I contacted Linksys.....they requested I download the file again.
Still wouldn't upgrade. 
I will get back with them again later.

There are no intermediate upgrades. The span is from 1.05.00 to 1.46.2
I brought that to their attention, but they seemed certain that was correct 

The router works, can be accessed, can be reflashed to 1.05.00.....just won't upgrade to 1.46.2 ( note, I incorrectly listed it as 1.46.02 in original post )

This is interesting:
LINKSYS
That doc shows that firmware listed for other than the BEFSR41 ver3 router.
Perhaps their listings are currently in error????


----------



## Wino (Dec 1, 2001)

Stoner - see this post

http://forums.techguy.org/t282338&highlight=ftp.html

you might try scrounging around on the Linksys ftp site to see what you can find.


----------



## Stoner (Oct 26, 2002)

Wino said:


> Stoner - see this post
> 
> http://forums.techguy.org/t282338&highlight=ftp.html
> 
> you might try scrounging around on the Linksys ftp site to see what you can find.


Thanks for the link, Wino
I'll bookmark that.

version 1.05.00 seems the most recent on that list, actually the only one for my router.
I already have that.

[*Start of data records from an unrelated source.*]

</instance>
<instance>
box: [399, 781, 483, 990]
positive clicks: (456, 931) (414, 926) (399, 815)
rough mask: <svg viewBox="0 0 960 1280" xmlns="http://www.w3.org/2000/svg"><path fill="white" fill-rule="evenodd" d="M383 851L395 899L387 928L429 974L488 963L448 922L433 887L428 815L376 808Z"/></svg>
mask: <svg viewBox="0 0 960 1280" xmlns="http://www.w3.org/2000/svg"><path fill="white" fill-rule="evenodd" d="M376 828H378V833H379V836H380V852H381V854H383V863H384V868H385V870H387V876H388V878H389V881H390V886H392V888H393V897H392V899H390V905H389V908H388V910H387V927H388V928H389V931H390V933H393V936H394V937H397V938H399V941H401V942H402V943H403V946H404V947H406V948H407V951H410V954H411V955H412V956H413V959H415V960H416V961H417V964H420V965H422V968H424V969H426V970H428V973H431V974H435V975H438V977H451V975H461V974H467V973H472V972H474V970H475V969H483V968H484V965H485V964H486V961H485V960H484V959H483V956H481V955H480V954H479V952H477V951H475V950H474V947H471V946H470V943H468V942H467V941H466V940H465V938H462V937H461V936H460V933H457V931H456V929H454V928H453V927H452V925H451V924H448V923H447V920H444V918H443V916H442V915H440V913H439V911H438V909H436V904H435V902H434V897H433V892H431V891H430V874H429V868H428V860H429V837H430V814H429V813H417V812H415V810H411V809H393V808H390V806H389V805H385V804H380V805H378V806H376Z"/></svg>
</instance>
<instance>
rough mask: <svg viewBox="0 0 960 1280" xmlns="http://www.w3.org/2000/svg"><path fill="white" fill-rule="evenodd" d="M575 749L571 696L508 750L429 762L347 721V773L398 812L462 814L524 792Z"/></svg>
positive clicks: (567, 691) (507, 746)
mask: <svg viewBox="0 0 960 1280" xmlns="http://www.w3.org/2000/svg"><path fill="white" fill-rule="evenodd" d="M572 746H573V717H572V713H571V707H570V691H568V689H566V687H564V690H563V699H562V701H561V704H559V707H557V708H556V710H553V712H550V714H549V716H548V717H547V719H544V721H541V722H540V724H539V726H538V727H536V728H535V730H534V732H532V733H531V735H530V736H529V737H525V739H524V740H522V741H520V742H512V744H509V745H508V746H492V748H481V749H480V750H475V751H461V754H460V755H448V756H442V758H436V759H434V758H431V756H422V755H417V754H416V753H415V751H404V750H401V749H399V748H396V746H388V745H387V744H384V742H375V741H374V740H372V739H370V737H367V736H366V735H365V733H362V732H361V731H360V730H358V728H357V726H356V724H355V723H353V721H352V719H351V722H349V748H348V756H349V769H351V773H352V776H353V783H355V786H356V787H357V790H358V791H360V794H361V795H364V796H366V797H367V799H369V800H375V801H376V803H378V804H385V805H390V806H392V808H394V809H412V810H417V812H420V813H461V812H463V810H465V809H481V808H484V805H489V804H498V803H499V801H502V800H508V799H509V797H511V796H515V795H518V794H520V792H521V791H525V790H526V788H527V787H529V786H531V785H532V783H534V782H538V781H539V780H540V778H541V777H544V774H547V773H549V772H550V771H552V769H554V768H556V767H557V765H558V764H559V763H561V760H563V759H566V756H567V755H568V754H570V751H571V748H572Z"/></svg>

Guess I'm lucky the 1.46.2 didn't load


----------



## Wino (Dec 1, 2001)

Stoner said:


> Thanks for the link, Wino
> I'll bookmark that.
> 
> version 1.05.00 seems the most recent on that list, actually the only one for my router.
> I already have that. Guess I'm lucky the 1.46.2 didn't load


Morning Stoner,

My problem was just the opposite...........Firmware loaded and trashed my router........reinstalled old firmware and back in business. Was another brick in the wall for me, so mostly go by the old adage, "If it ain't broke, don't fix it!"  these days and hold off on most updates to be sure others are not having problems with them................I remember too well jumping on the XP SP1 update which totally trashed one of my machines........after reformatting, waited 6-8 months before doing it (SP1) again and by then the problems were resolved.

At any rate, hope the site helped. They ought to make a sticky out of this Linksys FTP in this forum.


----------



## rsochan (Dec 24, 2005)

I had a "Warning! Upgrade file pattern error" when trying to upgrade to the latest firmware for my BEFW11S4 V.2 through the help screen on the router. I called Linksys support and the woman initially told me that the router is old and my only option is to purchase a new one. I persisted, and she put me on hold to check for other alternatives. She came back and referred me to ftp.linksys.com where I could download the tftp.exe file (from the /Pub/Network subdirectory). When I ran this file and did the upgrade through this utility, everything worked fine!


----------